Phone number validation can be a bit tricky, especially considering the coutnless separation schemes people use to split area-code/exchange/number. My personal favorite was from a graphic designer I knew: "216/555^1234" Boy, if that's not a creative permutation of the limited symbols avaiable, I don't know what is. Anyway, to get around these, a lot of developers will just split the phone number into three separate input boxes. Peter noticed that his company did that on their contact form, too ...

<input type="text" size="3" maxlength="3" name="phone1" id="phone1" />
<input type="text" size="3" maxlength="3" name="phone2" id="phone2" />
<input type="text" size="4" maxlength="4" name="phone3" id="phone3" />

Fair enough. Of course, the (PHP) code behind it just doesn't seem to get it ...

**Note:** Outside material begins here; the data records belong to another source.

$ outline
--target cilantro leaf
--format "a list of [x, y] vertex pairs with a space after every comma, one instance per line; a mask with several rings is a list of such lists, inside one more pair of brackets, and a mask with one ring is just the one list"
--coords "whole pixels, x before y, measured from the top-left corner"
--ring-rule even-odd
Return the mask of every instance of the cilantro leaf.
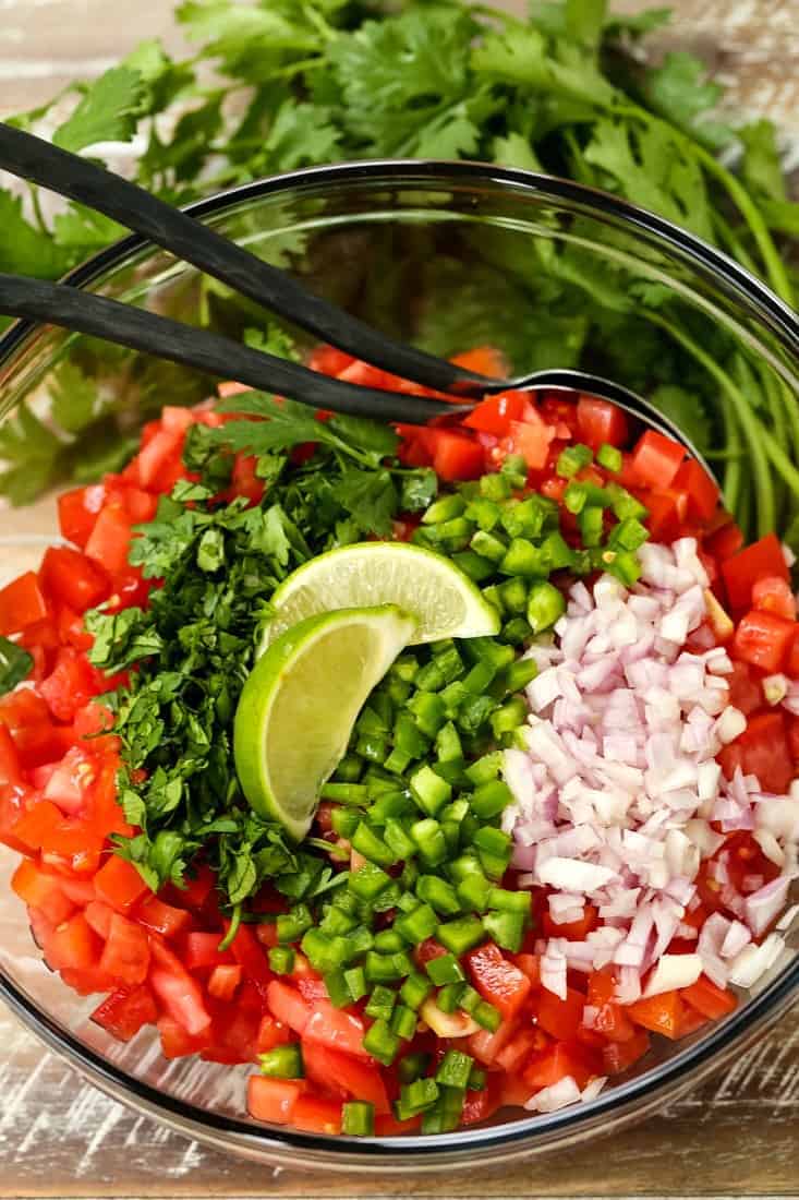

if (!ereg("(^[[:digit:]]{3})\.([[:digit:]]{3})\.([[:digit:]]{4})$", "$phone1.$phone2.$phone3")) {
  $error[] = "invalid_phone";
} else {
  $phone = $phone1.$phone2.$phone3;
}

Peter explains ... This is a slightly bizarre way to go about it, since one would naturally just check each segment of the phone number to make sure it's valid, and then add them at the end. But what's really funny is the readability of this code. See, the regular expression is looking for something of the form "123.456.7890", because in that line the dot characters are used as strings. But in the assignment line, the dot characters are used as PHP's concatenation operator, so in this example the $phone variable would equal "1234567890".